The focus of my recent blogs has been health and exercise. See https://story4today.wordpress.com/2015/08/30/the-four-noble-truths-of-health-and-exerci/ for my previous blog.

One of the items I failed to mention is the lifetime commitment. I can’t tell you how many times in my life I have set a goal to lose weight and exercise. Unfortunately, when I have met my goal I got lax in my healthy eating or exercising and guess what? The weight went up and the energy levels decreased. Before I know it, a year has gone by, my couch has a dent in it from me sitting in it. All that I gained physically, gone. Eventually, I drag myself away from the couch, start eating healthy and start exercising again.

Each time I start exercising again, I am reminded of how difficult it was to get started, to condition myself to the point where everything was not a struggle. In 3 years I had trained myself to run 18 miles but in the beginning, just running 100 yards would leave me out of breath. Around the time I reached the 18 mile run I suffered from some running related injuries and decided to stop running. A year later, running a 1/4 mile was exhausing! I lost all that conditioning! I started running again a few months ago and it was a struggle to get back into condition but just last weekend I ran 5 miles.

Weight is the same way, you work so hard to lose that weight and when you reach your goal, you get lax. Then you gain the weight back, then you want to lose the weight again and it seems like it is a never ending process. The most ironic thing about the last time I aimed to lose weight was my “Goal Reward”. If I got down under 180 Pounds, I was going to “Reward” myself with FOOD!!! A Japanese Restaraunt that the cook prepares your meal right in front of you! I’m sure that would have been good for 1200 to 1800 calories!

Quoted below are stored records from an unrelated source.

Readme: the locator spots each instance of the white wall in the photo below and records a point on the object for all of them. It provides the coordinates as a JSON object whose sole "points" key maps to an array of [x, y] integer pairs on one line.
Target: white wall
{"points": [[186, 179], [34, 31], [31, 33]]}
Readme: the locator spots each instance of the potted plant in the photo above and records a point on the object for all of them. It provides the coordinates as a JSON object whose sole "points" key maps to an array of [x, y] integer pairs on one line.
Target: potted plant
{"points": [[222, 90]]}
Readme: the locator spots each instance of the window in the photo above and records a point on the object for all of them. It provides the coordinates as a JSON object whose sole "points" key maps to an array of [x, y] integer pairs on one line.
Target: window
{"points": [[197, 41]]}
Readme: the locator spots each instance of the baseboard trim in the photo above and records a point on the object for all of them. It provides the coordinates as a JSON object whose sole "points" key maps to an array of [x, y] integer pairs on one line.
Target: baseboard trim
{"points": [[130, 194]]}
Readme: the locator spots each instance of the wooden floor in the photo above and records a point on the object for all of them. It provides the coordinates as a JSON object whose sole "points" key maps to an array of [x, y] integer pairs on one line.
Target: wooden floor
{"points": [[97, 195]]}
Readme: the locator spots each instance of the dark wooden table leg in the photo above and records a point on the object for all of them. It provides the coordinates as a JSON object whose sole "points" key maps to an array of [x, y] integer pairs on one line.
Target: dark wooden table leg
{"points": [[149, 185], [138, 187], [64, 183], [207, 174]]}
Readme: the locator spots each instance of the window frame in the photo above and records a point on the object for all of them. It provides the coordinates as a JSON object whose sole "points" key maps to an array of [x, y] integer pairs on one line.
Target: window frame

 Why not just make it a lifetime commitment?
Seriously! You don’t have to jump in all at once, you don’t have to set arbitrary goals just start making small adjustments in your life.

Exercise:
Start adding some sort of exercise to your daily life. It could be walking during your lunch. If you can’t walk due to the weather, try to stretch, maybe some light weights or calisthenics. Start off small to get into the habit, make it a daily routine. Dedicate 5 minutes to it a day. After a week, add another 5 minutes, if you start with some light weights add a little more weight. Walk further, walk/jog, jog or run. Do something different each day to break up the monotony.

Food:
I find the most difficult part of diet is… food. I love food! I think the biggest mistake people make is under estimating their calories. You can eat the healthiest food but take in more calories than you need. A salad is great but the dressing you put on it can be to blame. I have seen 120 calories per 2 Tablespoons! I have literally poured salad dressing on my salads in the past! Don’t forget the oil you put in your pan; 1 Tablespoon is around 120 calories! Look at the serving sizes on the foods you are eating. Sometimes 10 chips are 150 calories… and I’ve already eaten half the bag, lol

You can find a calorie counting website just by doing a search, the ones I have used:
http://www.fatsecret.com
http://www.fitbit.com

I have a fitbit so it comes as part of my membership. On the most part, I can enter a brand named food and it will already be listed in their database. If it is not, I can add it manually. They can track your weight, calories and exercise. It only takes a few minutes a day and you can compare your weight with the calories you have taken in. These are great tools to help you.

The key to everything is how much commitment you are going to put into it. If you want to make it a lifetime commitment, you will go through all the trouble of getting over the physical exercise hump and you will dedicate the time to figuring out what you are putting in your body

It takes a good balance of eating right and exercising to lose weight. It takes commitment to keep it going. Do it for yourself and do it for life!